In many college physics courses, the discussion of capacitance often stays at the level of describing circuit elements. The idea of capacitance is restricted to describing what happens with certain types of electrical devices that can store energy in the electric field between a pair of closely spaced plates.

However, in this review course, I want to encourage you to develop a more general sense of capacitance. The unit of capacitance is the farad, which is a a coulomb per volt. What does it mean, for there to be a relationship between the amount of charge and the potential function.

What capacitance describes is the relationship between the geometry of a charge density and its voltage. When you ask what the arrangement of charge does to its voltage, you are discussing the idea of capacitance. Think about it. A compressed small sphere of like charge has a higher voltage than a larger sphere with the same amount of like charge which has more room to spread out. It would take energy to push the charge on that larger sphere into the smaller one.
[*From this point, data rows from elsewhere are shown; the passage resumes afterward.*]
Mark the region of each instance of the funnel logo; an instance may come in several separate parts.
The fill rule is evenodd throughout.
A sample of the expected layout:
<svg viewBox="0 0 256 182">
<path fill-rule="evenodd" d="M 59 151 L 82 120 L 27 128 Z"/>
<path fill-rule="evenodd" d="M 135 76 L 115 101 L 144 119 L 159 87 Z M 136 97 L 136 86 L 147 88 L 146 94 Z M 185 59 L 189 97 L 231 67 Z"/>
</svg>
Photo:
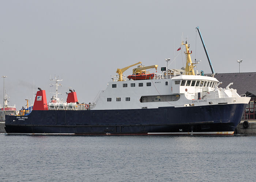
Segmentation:
<svg viewBox="0 0 256 182">
<path fill-rule="evenodd" d="M 42 100 L 42 96 L 37 96 L 37 100 Z"/>
</svg>

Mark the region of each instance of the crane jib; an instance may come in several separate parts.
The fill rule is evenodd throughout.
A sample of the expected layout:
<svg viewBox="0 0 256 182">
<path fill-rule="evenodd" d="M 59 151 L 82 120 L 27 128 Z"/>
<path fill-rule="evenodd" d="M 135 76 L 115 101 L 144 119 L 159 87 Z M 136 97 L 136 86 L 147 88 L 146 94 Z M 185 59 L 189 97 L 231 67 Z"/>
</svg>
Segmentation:
<svg viewBox="0 0 256 182">
<path fill-rule="evenodd" d="M 199 29 L 199 27 L 197 27 L 196 28 L 197 29 L 198 31 L 198 33 L 199 33 L 199 35 L 200 36 L 200 38 L 201 38 L 201 40 L 202 41 L 202 43 L 203 44 L 203 46 L 204 47 L 204 51 L 206 54 L 206 56 L 207 57 L 207 59 L 208 59 L 208 62 L 209 62 L 209 64 L 210 66 L 210 67 L 211 68 L 211 72 L 212 74 L 214 74 L 214 71 L 213 70 L 213 68 L 212 66 L 211 63 L 211 60 L 210 60 L 210 58 L 209 57 L 209 55 L 208 55 L 208 52 L 207 52 L 207 50 L 206 50 L 206 47 L 204 44 L 204 40 L 203 40 L 203 37 L 201 35 L 201 33 L 200 32 L 200 31 Z"/>
</svg>

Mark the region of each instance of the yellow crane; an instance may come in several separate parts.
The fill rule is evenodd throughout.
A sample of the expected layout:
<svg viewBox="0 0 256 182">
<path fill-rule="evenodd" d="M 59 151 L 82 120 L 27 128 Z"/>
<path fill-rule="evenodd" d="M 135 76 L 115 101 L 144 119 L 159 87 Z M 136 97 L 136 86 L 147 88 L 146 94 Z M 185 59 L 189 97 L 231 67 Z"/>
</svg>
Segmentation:
<svg viewBox="0 0 256 182">
<path fill-rule="evenodd" d="M 119 77 L 118 81 L 123 81 L 123 73 L 124 72 L 124 71 L 132 66 L 139 64 L 141 64 L 141 63 L 142 62 L 140 62 L 136 63 L 134 64 L 131 65 L 130 65 L 129 66 L 127 66 L 127 67 L 125 67 L 125 68 L 122 68 L 122 69 L 117 68 L 117 70 L 116 70 L 116 72 L 119 75 Z"/>
<path fill-rule="evenodd" d="M 158 65 L 152 65 L 151 66 L 143 67 L 143 66 L 138 66 L 138 67 L 132 70 L 132 74 L 134 75 L 142 75 L 146 74 L 146 70 L 147 69 L 155 68 L 155 71 L 157 72 L 157 67 Z"/>
</svg>

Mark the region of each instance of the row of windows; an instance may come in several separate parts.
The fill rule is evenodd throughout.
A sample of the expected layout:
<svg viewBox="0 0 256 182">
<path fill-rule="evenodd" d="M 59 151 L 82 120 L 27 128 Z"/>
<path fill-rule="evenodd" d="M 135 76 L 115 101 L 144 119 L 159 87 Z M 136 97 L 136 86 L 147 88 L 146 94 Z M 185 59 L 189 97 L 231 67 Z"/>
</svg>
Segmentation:
<svg viewBox="0 0 256 182">
<path fill-rule="evenodd" d="M 146 83 L 147 86 L 151 86 L 151 82 L 147 82 Z M 131 87 L 134 87 L 135 86 L 135 83 L 132 83 L 131 84 Z M 139 83 L 139 87 L 143 87 L 143 83 Z M 123 83 L 123 87 L 128 87 L 128 84 L 127 83 Z M 112 84 L 112 88 L 116 88 L 116 84 Z"/>
<path fill-rule="evenodd" d="M 125 98 L 125 101 L 129 101 L 131 100 L 130 97 L 126 97 Z M 112 101 L 112 98 L 107 98 L 107 102 L 111 102 Z M 117 102 L 120 102 L 121 101 L 121 97 L 117 97 L 116 98 Z"/>
<path fill-rule="evenodd" d="M 177 82 L 178 82 L 178 83 L 176 83 Z M 179 84 L 180 82 L 180 80 L 176 80 L 175 81 L 175 84 Z M 168 82 L 165 82 L 165 85 L 168 85 Z M 151 86 L 151 82 L 147 82 L 146 85 L 147 86 Z M 123 83 L 123 87 L 127 87 L 128 86 L 128 84 L 127 83 Z M 132 83 L 131 84 L 131 87 L 134 87 L 135 86 L 135 83 Z M 143 83 L 139 83 L 139 87 L 143 87 Z M 112 88 L 116 88 L 116 84 L 112 84 Z"/>
<path fill-rule="evenodd" d="M 176 84 L 180 84 L 180 80 L 175 80 L 174 83 Z M 210 87 L 213 88 L 217 83 L 215 82 L 211 82 L 205 80 L 182 80 L 181 86 L 191 86 L 196 87 Z"/>
</svg>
In other words, the larger sphere has a higher capacitance because it can hold the same charge at a lower voltage.

This general, conceptual sense of capacitance is a useful framework to bring to chemistry. That is why we are going through this discussion, to give you something to chew on for chemistry, even though the nomenclature is not generally used in chemistry. In chemistry, you are often asked to interpret how changes in a charge distribution affect the energy. When like charge is permitted to spread out over greater volume, the voltage of the charge distribution decreases. It has lower energy. Chemistries that let charge spread out, such as resonance delocalization, decrease internal energy.